Thus the gallant Hosier, mourning for his
men, and suffering himself from the deadly effects of the climate, still
kept at his post in performance of his duty till, on the 23rd of August,
1727, he breathed his last.
In 1727 a fleet was despatched, under Sir John Norris, into the Baltic,
where he was joined by a Danish squadron, to keep a watch on the
proceedings of the Empress Catherine, but her death put a stop to the
war.
The last naval expedition in this year was one for the purpose of
relieving Gibraltar. Sir Charles Wager and Rear-Admiral Hopson on
arriving there soon compelled the Spaniards to raise the siege.
George the First ended his reign on the 11th of June, 1727.
GEORGE THE SECOND.
Soon after the accession of George the Second in 1727, a peace was
concluded with Spain, which lasted twelve years.
Parliament voted a sum of 780,000 pounds to pay the wages of 15,000
seamen.
On the 16th of April, by an order in council, twenty of the oldest
surgeons in the Royal Navy were to be allowed two shillings and sixpence
per day, half-pay, and the twenty next in seniority two shillings per
day.
Notwithstanding the treaty with Spain, the Spaniards continued to annoy
the British trade, and to treat British subjects with the greatest
insolence and inhumanity. As an instance, Robert Jenkins, master of the
_Rebecca_ brig, of Glasgow, was boarded by a Guarda Costa. The
Spaniards treated the crew with the greatest barbarity, and cut off one
of the master's ears, which the captain of the Guarda Costa, giving to
Jenkins, insolently told him to carry that present home to the king his
master, whom, if he were present, he would serve in the same manner.

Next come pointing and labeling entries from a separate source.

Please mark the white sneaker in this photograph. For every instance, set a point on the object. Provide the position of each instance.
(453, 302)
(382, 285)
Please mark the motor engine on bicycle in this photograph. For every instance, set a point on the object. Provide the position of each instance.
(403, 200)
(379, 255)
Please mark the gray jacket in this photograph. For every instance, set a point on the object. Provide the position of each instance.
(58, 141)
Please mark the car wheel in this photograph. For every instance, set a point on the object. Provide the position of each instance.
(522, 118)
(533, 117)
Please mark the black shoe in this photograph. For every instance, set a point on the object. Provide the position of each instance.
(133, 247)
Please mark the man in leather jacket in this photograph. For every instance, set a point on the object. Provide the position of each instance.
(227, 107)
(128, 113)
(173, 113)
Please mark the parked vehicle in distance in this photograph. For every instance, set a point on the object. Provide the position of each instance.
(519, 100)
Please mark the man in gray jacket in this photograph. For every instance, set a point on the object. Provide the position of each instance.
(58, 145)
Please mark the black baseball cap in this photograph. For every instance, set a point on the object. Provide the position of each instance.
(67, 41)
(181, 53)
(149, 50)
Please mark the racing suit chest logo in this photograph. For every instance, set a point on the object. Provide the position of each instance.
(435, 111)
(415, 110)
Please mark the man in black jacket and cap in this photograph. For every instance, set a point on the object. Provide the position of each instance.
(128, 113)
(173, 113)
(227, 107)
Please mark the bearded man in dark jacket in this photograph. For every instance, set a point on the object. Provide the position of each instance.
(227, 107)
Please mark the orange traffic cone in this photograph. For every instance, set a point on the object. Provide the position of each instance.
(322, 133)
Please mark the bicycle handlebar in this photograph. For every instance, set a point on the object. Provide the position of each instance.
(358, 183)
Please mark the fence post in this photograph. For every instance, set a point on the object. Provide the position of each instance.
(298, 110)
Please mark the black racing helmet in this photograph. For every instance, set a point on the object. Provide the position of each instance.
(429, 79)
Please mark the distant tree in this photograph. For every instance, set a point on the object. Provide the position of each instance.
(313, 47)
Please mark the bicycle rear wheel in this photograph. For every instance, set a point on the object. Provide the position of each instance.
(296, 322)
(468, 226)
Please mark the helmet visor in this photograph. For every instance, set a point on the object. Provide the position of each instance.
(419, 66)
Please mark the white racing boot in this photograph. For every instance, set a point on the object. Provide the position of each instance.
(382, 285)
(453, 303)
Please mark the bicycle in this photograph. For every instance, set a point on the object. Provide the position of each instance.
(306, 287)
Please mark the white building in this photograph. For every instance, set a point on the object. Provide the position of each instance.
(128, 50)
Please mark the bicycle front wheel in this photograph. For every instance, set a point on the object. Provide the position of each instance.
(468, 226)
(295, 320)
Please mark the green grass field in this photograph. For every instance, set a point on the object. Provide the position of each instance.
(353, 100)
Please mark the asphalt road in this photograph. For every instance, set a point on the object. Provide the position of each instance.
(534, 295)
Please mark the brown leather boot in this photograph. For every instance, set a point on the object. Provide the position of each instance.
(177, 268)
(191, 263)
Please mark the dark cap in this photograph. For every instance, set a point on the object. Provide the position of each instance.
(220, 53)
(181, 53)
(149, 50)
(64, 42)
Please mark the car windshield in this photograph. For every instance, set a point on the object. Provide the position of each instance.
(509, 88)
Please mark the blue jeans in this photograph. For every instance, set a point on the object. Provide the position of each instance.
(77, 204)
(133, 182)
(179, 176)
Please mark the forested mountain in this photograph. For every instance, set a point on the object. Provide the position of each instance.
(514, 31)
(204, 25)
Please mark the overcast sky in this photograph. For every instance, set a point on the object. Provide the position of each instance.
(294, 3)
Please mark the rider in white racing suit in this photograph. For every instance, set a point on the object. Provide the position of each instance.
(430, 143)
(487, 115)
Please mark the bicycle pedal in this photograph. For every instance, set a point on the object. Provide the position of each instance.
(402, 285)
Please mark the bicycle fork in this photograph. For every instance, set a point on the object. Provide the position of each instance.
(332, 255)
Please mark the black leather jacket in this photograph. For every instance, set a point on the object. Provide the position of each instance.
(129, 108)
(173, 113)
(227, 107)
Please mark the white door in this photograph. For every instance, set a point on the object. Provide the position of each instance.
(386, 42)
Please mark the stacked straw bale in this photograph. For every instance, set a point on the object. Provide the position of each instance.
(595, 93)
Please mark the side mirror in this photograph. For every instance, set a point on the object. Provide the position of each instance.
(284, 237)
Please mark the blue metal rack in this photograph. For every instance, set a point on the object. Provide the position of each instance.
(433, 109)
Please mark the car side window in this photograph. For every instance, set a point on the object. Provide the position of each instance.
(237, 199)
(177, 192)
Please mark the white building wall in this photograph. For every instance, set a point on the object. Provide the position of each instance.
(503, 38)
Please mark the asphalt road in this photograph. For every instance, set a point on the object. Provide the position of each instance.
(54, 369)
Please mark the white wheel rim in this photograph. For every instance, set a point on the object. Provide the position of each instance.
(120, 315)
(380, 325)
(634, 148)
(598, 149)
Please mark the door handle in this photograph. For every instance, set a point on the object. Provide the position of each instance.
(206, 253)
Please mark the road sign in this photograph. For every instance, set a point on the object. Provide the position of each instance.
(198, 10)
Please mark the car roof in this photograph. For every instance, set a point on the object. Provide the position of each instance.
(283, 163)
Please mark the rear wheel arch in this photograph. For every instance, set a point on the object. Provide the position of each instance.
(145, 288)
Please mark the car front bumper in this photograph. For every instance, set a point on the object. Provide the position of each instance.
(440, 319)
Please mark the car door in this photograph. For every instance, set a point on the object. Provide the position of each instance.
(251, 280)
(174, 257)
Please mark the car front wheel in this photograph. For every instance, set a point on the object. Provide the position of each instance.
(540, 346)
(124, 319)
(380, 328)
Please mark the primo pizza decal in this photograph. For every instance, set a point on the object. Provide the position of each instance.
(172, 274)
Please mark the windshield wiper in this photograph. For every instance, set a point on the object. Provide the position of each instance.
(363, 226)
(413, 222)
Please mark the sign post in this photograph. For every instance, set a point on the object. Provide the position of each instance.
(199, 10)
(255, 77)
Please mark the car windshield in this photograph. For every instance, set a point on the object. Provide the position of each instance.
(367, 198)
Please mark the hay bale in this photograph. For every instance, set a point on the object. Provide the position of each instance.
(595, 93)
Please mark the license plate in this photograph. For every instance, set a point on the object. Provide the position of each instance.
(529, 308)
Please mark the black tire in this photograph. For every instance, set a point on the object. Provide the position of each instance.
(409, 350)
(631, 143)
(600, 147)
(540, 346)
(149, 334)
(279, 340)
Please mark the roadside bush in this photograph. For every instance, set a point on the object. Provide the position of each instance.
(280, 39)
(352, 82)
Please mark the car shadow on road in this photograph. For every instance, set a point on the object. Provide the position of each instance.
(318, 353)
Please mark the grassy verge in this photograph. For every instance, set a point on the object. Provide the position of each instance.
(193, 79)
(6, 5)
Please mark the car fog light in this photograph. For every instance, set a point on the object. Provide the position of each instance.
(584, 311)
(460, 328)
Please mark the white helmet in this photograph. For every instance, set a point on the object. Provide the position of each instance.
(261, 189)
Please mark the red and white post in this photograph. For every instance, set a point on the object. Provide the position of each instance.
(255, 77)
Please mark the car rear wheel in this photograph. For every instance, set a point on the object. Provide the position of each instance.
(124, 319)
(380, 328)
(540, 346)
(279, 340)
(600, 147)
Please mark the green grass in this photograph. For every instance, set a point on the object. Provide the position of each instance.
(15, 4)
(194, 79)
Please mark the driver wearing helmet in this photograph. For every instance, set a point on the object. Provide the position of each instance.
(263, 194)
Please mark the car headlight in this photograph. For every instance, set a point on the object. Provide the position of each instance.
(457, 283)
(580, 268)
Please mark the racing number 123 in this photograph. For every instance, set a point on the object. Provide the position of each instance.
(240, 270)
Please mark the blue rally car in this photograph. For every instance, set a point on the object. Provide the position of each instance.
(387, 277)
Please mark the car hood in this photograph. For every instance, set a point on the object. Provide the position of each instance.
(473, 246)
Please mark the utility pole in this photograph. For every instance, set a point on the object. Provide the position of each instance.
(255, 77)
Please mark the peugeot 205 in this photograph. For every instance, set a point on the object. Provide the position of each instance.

Some years afterwards, when Jenkins was examined at the bar of the House
of Commons, being asked what he thought when he found himself in the
hands of such barbarians, he replied with great coolness, "I recommended
my soul to God, and my cause to my country."
Four 20-gun ships and two sloops of war were sent out, therefore, to the
West Indies to cruise for the protection of British trade.
In 1731 an account of the reflecting or Hadley's quadrant appeared in a
paper given by a member of the Royal Society. After Dr Hadley's death,
however, among his papers a description was found of an instrument not
much dissimilar to Hadley's, written by Sir Isaac Newton, who may,
therefore, be considered the first inventor of the reflecting quadrant.